Seven simple ideas you can use to improve your designs today.
Remember them and use them whenever you need to create anything. These are good guidelines for a start.
1. Use color and weight to create hierarchy instead of size
Don’t rely too much on font size to control your hierarchy.
Try using color or font weight to do the same job.
Also, try and stick to two or three colors (dark for primary content, grey for secondary, lighter grey for stuff like copyright notice or footer.)
2. Don’t use grey text on colored backgrounds
Making text a lighter grey is a great way to de-emphasize it on white backgrounds, but it doesn’t look so great on colored backgrounds.
Making the text closer to the background color is what actually helps create hierarchy, not making it light grey.
3. Offset your shadows
Instead of using large blur and spread values to make box shadows more noticeable, add a vertical offset.
It looks a lot more natural because it simulates a light source shining down from above like we’re used to seeing in the real world.
4. Use fewer borders
While borders are a great way to distinguish two elements from one another, they aren’t the only way, and using too many of them can make your design feel busy and cluttered.
The next time you find yourself reaching for a border, try one of these ideas instead:
1. Use a box shadow
2. Use two different background colors
3. Add extra spacing
5. Don’t blow up icons that are meant to be small
Icons that were drawn at 16–24px are never going to look very professional when you blow them up to 3x or 4x their intended size.
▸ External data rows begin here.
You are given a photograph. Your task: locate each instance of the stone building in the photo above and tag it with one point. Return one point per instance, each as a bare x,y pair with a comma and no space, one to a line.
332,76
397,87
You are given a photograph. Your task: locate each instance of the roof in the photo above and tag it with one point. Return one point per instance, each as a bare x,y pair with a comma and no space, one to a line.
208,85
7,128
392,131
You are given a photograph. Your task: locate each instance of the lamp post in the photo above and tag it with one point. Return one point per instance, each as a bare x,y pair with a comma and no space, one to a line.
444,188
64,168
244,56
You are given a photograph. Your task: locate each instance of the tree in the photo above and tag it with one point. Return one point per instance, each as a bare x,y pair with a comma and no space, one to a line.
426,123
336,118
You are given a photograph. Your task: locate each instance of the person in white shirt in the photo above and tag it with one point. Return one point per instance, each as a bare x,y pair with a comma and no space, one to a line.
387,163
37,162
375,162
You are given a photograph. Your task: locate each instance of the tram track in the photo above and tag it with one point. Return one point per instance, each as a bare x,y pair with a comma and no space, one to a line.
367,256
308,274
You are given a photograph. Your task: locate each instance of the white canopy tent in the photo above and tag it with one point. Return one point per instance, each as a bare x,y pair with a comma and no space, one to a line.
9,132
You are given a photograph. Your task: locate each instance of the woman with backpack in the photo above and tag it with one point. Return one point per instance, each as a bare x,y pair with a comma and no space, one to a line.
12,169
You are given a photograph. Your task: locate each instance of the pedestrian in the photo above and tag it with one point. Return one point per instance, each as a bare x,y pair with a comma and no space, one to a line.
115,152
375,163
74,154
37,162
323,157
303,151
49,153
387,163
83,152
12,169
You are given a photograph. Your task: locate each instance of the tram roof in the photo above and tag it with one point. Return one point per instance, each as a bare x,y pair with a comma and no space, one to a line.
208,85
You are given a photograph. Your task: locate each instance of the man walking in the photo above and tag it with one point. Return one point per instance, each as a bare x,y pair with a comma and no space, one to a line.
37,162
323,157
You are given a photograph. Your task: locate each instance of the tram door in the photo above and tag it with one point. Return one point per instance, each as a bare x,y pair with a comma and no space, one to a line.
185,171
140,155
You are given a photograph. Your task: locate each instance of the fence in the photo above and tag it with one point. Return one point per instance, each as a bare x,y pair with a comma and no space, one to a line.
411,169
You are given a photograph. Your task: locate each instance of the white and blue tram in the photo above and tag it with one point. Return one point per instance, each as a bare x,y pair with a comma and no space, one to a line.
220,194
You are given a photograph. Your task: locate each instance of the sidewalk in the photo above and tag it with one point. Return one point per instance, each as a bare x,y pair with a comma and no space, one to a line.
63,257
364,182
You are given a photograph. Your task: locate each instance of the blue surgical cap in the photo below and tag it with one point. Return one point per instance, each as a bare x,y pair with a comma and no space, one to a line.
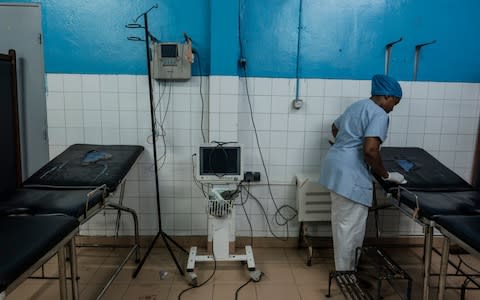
383,85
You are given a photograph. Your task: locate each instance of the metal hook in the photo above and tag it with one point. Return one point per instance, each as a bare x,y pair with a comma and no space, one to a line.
417,57
143,14
134,25
135,39
388,49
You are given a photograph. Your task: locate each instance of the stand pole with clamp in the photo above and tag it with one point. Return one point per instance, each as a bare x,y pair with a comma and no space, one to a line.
165,237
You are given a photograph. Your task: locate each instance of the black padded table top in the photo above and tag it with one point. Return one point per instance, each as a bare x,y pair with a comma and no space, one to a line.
26,239
465,228
426,173
434,204
46,201
68,169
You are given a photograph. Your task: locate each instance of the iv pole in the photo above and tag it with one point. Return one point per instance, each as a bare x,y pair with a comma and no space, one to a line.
165,237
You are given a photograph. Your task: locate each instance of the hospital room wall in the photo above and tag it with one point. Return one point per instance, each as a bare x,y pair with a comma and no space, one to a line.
440,117
97,92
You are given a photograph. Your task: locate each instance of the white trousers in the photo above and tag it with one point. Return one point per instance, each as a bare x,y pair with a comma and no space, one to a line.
349,220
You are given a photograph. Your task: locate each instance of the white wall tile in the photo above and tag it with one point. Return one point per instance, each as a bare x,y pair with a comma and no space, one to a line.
127,83
436,90
55,82
283,87
74,118
93,135
127,101
109,83
75,135
55,101
333,88
333,106
229,121
278,122
110,119
128,136
435,107
263,86
419,90
350,88
296,139
92,118
262,104
262,121
110,136
451,108
296,122
453,90
91,100
470,91
90,83
73,100
57,136
281,104
72,83
109,101
128,119
229,85
56,118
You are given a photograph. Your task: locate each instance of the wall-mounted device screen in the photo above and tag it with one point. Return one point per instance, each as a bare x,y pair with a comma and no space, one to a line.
172,61
169,50
220,163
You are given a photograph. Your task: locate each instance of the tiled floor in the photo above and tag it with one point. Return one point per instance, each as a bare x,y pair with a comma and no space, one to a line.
285,277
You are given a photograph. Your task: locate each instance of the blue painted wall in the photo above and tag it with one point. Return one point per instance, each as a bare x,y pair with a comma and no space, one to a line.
339,38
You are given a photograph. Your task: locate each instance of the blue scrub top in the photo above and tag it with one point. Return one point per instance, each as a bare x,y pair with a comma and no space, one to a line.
344,170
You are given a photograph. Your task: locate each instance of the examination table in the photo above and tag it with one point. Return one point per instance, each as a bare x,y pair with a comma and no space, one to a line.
68,186
435,197
41,215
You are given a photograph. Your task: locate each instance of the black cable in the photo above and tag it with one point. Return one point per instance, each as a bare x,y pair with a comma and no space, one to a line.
268,222
238,290
201,94
244,68
242,203
203,283
199,184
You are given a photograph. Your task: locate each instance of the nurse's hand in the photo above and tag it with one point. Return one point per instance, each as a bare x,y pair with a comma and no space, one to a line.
395,177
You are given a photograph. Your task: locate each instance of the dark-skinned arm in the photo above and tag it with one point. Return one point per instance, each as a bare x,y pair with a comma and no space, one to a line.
334,133
371,154
334,130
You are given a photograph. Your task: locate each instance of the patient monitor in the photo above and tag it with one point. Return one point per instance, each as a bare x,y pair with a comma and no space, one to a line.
172,61
221,167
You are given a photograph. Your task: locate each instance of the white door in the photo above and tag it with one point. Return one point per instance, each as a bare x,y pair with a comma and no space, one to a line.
21,30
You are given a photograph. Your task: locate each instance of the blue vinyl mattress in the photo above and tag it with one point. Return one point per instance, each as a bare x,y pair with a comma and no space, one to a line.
76,167
422,171
26,239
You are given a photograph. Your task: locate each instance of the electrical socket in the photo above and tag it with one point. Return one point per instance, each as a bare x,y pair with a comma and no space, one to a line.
251,176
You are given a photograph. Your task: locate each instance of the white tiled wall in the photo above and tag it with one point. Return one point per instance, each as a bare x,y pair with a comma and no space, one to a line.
110,109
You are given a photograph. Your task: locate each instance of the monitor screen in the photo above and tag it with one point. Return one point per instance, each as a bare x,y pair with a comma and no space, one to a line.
220,162
169,50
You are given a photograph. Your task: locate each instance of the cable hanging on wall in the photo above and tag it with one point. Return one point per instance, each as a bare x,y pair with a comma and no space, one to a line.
148,37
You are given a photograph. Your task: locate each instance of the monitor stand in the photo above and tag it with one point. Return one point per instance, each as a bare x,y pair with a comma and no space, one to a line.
221,220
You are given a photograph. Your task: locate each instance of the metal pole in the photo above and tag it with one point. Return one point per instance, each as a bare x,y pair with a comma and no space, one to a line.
443,268
388,49
428,261
417,57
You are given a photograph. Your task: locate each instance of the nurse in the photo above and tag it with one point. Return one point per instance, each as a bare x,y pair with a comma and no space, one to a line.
346,168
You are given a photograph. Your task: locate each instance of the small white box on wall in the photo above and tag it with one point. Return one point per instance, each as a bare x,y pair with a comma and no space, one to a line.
313,200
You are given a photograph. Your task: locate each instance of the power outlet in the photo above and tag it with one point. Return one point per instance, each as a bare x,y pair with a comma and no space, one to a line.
251,176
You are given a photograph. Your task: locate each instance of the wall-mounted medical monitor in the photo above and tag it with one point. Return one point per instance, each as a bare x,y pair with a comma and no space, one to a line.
220,163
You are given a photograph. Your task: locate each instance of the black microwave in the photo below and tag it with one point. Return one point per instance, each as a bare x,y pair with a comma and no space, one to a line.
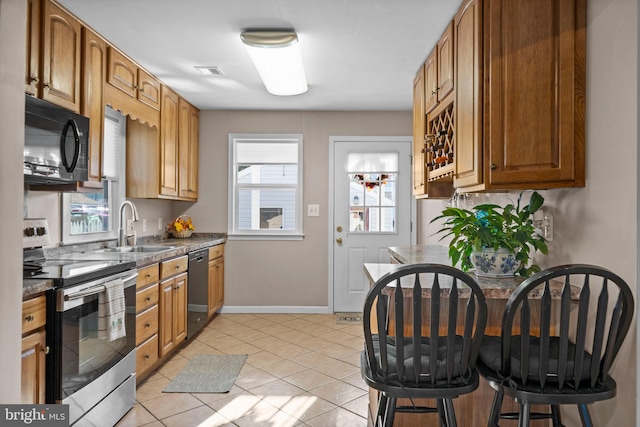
56,144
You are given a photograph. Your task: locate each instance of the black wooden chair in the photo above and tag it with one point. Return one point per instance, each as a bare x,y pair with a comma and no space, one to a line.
422,342
563,351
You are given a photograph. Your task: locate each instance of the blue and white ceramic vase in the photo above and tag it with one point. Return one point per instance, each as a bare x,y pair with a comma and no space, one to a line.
491,263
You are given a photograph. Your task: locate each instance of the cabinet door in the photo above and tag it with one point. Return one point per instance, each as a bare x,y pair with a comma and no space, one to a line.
445,63
32,65
166,315
468,81
419,124
431,81
169,143
534,121
180,309
33,368
94,65
122,73
148,90
61,58
194,143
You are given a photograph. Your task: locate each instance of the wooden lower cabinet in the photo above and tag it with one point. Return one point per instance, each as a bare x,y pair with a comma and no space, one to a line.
173,304
216,279
34,351
147,308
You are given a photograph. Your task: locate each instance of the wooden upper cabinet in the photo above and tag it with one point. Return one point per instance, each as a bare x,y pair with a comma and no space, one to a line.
33,48
445,51
61,57
148,89
535,100
419,125
94,70
122,72
125,75
188,124
468,104
430,81
169,143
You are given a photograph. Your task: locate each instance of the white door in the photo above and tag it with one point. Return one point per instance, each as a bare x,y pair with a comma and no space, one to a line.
371,211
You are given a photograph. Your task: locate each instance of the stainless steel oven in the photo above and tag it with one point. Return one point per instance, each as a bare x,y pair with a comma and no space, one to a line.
95,377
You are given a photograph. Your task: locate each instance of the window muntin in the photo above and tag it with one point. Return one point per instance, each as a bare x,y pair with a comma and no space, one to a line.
266,180
372,192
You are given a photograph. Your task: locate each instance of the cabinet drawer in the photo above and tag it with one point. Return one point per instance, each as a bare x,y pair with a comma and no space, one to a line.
146,355
174,266
147,275
34,314
216,251
146,297
146,324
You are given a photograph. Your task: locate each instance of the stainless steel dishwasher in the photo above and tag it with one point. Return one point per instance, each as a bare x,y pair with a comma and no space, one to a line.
198,294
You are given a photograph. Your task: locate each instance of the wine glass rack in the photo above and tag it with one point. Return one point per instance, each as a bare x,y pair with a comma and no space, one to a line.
439,145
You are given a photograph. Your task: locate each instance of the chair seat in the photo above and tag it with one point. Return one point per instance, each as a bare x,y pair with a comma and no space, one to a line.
490,356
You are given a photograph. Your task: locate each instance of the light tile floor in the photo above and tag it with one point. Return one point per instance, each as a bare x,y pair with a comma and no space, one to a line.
302,370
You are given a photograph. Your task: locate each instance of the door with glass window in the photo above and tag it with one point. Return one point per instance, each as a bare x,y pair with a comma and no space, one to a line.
372,211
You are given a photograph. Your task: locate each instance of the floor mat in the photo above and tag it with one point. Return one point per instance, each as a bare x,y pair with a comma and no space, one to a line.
207,373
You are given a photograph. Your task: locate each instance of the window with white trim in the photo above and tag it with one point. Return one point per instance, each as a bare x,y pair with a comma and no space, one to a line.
265,194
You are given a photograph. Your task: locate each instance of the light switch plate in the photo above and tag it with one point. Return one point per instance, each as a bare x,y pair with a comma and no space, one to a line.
313,210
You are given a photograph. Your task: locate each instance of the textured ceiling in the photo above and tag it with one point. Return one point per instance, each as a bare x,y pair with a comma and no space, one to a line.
359,55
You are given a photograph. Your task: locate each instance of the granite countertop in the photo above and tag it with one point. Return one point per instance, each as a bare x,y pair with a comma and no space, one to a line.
34,287
493,288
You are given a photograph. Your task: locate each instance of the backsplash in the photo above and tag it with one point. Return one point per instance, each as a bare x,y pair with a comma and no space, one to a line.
48,205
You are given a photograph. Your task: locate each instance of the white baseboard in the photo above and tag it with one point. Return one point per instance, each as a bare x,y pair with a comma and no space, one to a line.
274,309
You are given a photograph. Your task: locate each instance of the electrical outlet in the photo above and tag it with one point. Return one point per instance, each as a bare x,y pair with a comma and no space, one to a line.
313,210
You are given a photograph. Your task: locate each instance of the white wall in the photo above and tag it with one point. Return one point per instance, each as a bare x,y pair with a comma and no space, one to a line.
12,60
293,274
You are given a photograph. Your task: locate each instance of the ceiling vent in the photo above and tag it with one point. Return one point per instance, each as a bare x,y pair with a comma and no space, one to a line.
209,71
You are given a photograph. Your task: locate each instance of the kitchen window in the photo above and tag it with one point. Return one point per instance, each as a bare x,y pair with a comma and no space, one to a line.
265,198
89,217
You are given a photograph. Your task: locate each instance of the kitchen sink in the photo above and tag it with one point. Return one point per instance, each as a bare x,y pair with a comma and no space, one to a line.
138,248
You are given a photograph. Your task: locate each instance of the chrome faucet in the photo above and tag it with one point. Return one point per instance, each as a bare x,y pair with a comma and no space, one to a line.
122,232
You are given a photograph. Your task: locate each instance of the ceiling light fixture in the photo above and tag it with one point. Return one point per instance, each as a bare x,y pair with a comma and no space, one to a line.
276,55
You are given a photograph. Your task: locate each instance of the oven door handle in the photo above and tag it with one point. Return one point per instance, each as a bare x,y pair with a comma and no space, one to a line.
95,289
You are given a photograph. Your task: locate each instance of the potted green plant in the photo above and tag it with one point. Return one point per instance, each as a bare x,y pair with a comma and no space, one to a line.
494,240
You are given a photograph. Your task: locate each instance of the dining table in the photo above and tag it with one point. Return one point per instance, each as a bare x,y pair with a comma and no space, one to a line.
472,410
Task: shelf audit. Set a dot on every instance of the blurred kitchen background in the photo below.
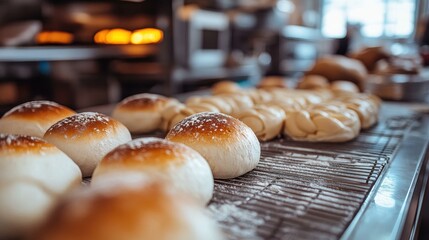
(86, 53)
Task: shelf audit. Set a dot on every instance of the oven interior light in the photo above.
(54, 37)
(122, 36)
(118, 36)
(146, 36)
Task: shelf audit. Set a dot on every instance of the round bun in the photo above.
(177, 163)
(138, 208)
(313, 82)
(345, 86)
(33, 174)
(33, 118)
(340, 68)
(225, 87)
(141, 113)
(230, 146)
(272, 82)
(87, 137)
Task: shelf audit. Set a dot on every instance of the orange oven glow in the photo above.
(54, 37)
(122, 36)
(146, 36)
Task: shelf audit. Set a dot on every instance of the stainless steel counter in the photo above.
(368, 188)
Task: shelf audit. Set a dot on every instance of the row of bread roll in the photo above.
(230, 147)
(33, 175)
(141, 113)
(178, 164)
(132, 206)
(33, 118)
(327, 123)
(86, 137)
(266, 121)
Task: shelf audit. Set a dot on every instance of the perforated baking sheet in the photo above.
(307, 190)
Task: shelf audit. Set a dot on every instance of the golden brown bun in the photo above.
(340, 68)
(230, 147)
(33, 118)
(177, 163)
(138, 208)
(313, 82)
(87, 137)
(225, 87)
(272, 82)
(141, 113)
(33, 174)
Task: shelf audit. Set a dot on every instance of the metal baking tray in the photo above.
(367, 188)
(355, 190)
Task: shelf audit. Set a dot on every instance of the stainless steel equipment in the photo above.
(401, 87)
(368, 188)
(361, 189)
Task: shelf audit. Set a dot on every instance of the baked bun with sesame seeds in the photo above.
(229, 146)
(33, 118)
(87, 137)
(141, 113)
(129, 207)
(177, 163)
(33, 174)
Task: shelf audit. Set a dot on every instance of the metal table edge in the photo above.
(384, 212)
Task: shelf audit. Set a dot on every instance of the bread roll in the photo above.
(265, 121)
(174, 114)
(87, 137)
(313, 82)
(177, 163)
(33, 174)
(33, 118)
(225, 87)
(344, 86)
(340, 68)
(203, 107)
(230, 147)
(272, 82)
(141, 113)
(366, 106)
(138, 208)
(322, 123)
(287, 104)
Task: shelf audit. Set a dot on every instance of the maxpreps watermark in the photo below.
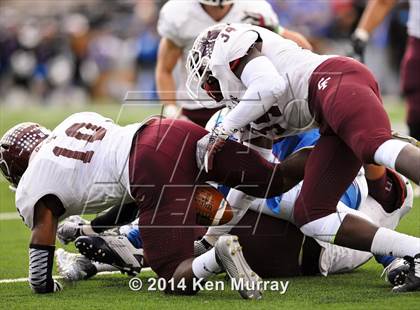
(160, 284)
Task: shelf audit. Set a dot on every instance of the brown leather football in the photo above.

They lack detail, and always feel disproportionately “chunky.”
6. Use accent borders to add color to a bland design
One simple trick that can make a big difference is to add colorful accent borders to parts of your interface that would otherwise feel a bit bland.
It doesn’t take any graphic design talent to add a colored rectangle to your UI, and it can go a long way towards making your site feel more “designed.”
7. Not every button needs a background color
Every action on a page sits somewhere in a pyramid of importance. Most pages only have one true primary action, a couple of less important secondary actions, and a few seldom used tertiary actions.
When designing these actions, it’s important to communicate their place in the hierarchy.
- Primary actions should be obvious. Solid, high contrast background colors work great here.
- Secondary actions should be clear but not prominent. Outline styles or lower contrast background colors are great options.
- Tertiary actions should be discoverable but unobtrusive. Styling these actions like links is usually the best approach.
Now you’re well-equipped to create decent-looking designs or wireframes.
PS. Which rule do you abuse most often? I’m probably guilty of butchering #4 more often than the others (overusing borders.)